Dal 2012 – anno della costituzione dell’equipe multidisciplinare di Cosenza – ad oggi, sono quasi mille i percorsi di riabilitazione portati avanti nei confronti di richiedenti e titolari di protezione internazionale. Nonostante si ritenga sia una pratica medievale, la tortura è tutt’ora presente in ogni angolo del pianeta ed ha visto le sue modalità evolversi in modo sempre più creativo. La letteratura internazionale è concorde nell’affermare che la popolazione dei rifugiati e richiedenti asilo sperimenti una condizione di salute fisica e mentale significativamente peggiore rispetto alla popolazione generale. Infatti, la violenza intenzionale a cui questa popolazione è generalmente sottoposta determina gravi conseguenze sia in ambito fisico e neurobiologico, che psicologico, sociale ed economico con effetti a breve e a lungo termine. Tra i migranti che arrivano in Italia una grande percentuale è stata vittima di violenza intenzionale e in terra di migrazione si trovano spesso sospesi in un limbo privo di definizione sociale e di identità”.

“L’equipe, nel corso dei 13 anni di attività – viene spiegato nella lettera – ha sopperito a una grave carenza da parte delle ASP, e ha contribuito a decongestionare i Centri di Salute Mentale del territorio i quali si troverebbero, altrimenti, a doversi fare carico di un numero drammatico di migranti forzati e a dovere mettere in atto azioni e percorsi di tutela della salute nei sopravvissuti a tortura, sia in termini di prevenzione che di assistenza, cura e riabilitazione. La presenza di medici, psicologi e mediatori culturali adeguatamente formati sui traumi da tortura all’interno dell’equipe ha fatto sì che l’assistenza sanitaria offerta ai richiedenti protezione favorisse percorsi di individuazione precoce e adeguata cura, con un metodo multidisciplinare e multidimensionale”.

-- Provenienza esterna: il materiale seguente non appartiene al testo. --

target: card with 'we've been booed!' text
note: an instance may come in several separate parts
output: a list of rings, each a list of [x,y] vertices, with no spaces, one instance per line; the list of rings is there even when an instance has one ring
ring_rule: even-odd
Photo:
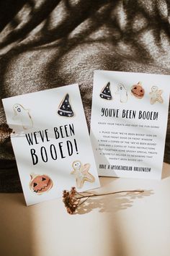
[[[27,205],[71,187],[99,187],[78,85],[4,98],[3,105]]]

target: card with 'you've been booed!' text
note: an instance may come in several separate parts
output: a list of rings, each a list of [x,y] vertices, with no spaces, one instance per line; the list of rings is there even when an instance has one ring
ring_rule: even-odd
[[[91,140],[101,176],[161,178],[170,76],[94,72]]]
[[[27,205],[99,187],[78,85],[2,101]]]

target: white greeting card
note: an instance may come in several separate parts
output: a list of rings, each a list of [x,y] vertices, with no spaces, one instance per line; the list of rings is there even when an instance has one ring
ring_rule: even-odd
[[[99,187],[78,85],[3,99],[27,205]]]
[[[94,72],[91,139],[101,176],[161,179],[169,75]]]

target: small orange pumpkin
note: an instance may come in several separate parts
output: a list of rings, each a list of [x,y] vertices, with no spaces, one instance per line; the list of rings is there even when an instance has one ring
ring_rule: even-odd
[[[37,195],[49,191],[53,185],[52,179],[45,174],[37,175],[33,174],[30,174],[30,188]]]
[[[142,84],[139,82],[137,85],[134,85],[131,88],[131,93],[138,98],[142,98],[145,94],[145,90],[142,87]]]

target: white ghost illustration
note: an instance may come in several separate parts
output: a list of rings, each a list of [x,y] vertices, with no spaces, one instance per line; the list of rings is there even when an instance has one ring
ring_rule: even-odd
[[[30,129],[33,126],[33,121],[28,109],[25,109],[21,104],[16,103],[13,106],[14,112],[14,119],[19,119],[23,129]]]
[[[117,85],[117,90],[116,94],[120,95],[120,102],[125,103],[128,101],[128,93],[127,89],[122,84],[119,84]]]

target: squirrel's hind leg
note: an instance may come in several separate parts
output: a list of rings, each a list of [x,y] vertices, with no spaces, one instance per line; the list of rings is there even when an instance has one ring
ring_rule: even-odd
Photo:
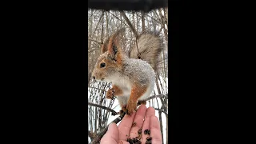
[[[146,101],[140,100],[140,101],[138,101],[137,106],[140,105],[146,105]]]
[[[114,96],[121,94],[122,94],[122,90],[118,86],[113,85],[112,88],[107,90],[106,98],[108,99],[114,99]]]
[[[141,98],[147,90],[147,86],[141,86],[140,84],[134,84],[131,89],[130,96],[127,103],[127,114],[131,115],[134,110],[137,109],[137,102],[139,98]],[[142,101],[140,101],[141,102]],[[142,102],[142,103],[146,103]]]

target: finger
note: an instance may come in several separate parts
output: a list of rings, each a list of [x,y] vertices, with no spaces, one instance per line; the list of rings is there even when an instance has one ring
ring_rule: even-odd
[[[145,105],[141,105],[138,109],[135,118],[134,119],[133,126],[130,132],[130,137],[131,138],[139,136],[138,130],[139,129],[142,128],[146,111],[146,107]]]
[[[118,144],[119,141],[118,127],[115,123],[110,123],[105,135],[101,139],[101,143]]]
[[[130,143],[127,141],[122,140],[122,141],[119,141],[118,144],[130,144]]]
[[[156,116],[150,117],[150,137],[152,138],[152,143],[162,142],[160,122]]]
[[[150,130],[150,117],[155,115],[155,110],[153,107],[149,107],[146,112],[146,118],[142,126],[142,137],[141,139],[142,143],[145,143],[146,141],[146,138],[150,136],[150,134],[145,134],[144,131],[146,130]]]
[[[153,115],[155,115],[154,108],[153,108],[153,107],[147,108],[146,112],[146,118],[147,118],[147,117],[150,118],[150,117],[151,117]]]
[[[130,116],[126,114],[121,121],[118,126],[120,140],[126,140],[128,138],[128,135],[130,134],[130,130],[133,124],[134,117],[135,113],[133,113],[133,114]]]

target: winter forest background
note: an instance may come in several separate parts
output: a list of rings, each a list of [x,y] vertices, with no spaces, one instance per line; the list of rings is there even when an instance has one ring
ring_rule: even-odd
[[[105,11],[88,10],[88,143],[119,115],[118,100],[106,98],[111,83],[91,81],[91,72],[100,54],[104,41],[121,28],[126,28],[123,50],[128,52],[142,31],[159,34],[163,41],[163,50],[158,62],[156,84],[146,106],[154,107],[160,120],[163,143],[168,143],[168,9],[158,9],[149,13],[134,11]]]

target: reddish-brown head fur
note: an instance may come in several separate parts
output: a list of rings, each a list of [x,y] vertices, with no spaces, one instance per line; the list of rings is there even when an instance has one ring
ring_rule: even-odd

“Da qualche giorno però, su questa esperienza meritoria, la quale dovrebbe rappresentare un motivo di orgoglio per la Calabria, è calato un velo di incertezza in merito alla prosecuzione delle attività di riabilitazione all’interno della sede operativa per le attività dell’equipe. Struttura che, in ottemperanza agli impegni sanciti dal Protocollo di intesa per l’individuazione dei percorsi di cura nei confronti dei sopravvissuti a tortura, la Regione Calabria ha inteso mettere a disposizione dell’Associazione Culturale “La Kasbah” per le attività di riabilitazione attraverso il supporto degli specialisti dell’ASP e di medici volontari. Per questo motivo, Le chiediamo di comunicarci esplicitamente quale sia la volontà politica da parte della Regione Calabria in merito alla nostra permanenza all’interno dell’area, dal momento che nessuna comunicazione ufficiale ad oggi ci è pervenuta e che a quanto pare l’area sarà interessata, a breve, da lavori di ristrutturazione. Ci teniamo a sottolineare che attualmente l’equipe ha in carico moltissime persone, uomini, donne e anche molti minori e che tali percorsi non possano assolutamente essere sospesi in quanto processi di ricomposizione dei frammenti della mente e del corpo dei sopravvissuti a tortura. Si tratta di persone che portano addosso ferite visibili e invisibili, paralizzanti, che presentano problemi di salute complessi. Si tratta di donne ripetutamente stuprate nelle carceri dei paesi di transito, di giovani ragazzi torturati e seviziati, di minori con storie terribili alle spalle, ricattati, picchiati, torturati, denutriti. Percorsi che devono continuare e sui quali non può calare la scure della smobilitazione dall’area all’interno della quale operiamo. Confidiamo in una Sua cortese risoluzione alla situazione che si sta determinando e restiamo a disposizione per un eventuale confronto affinché tale esperienza non debba spegnersi”.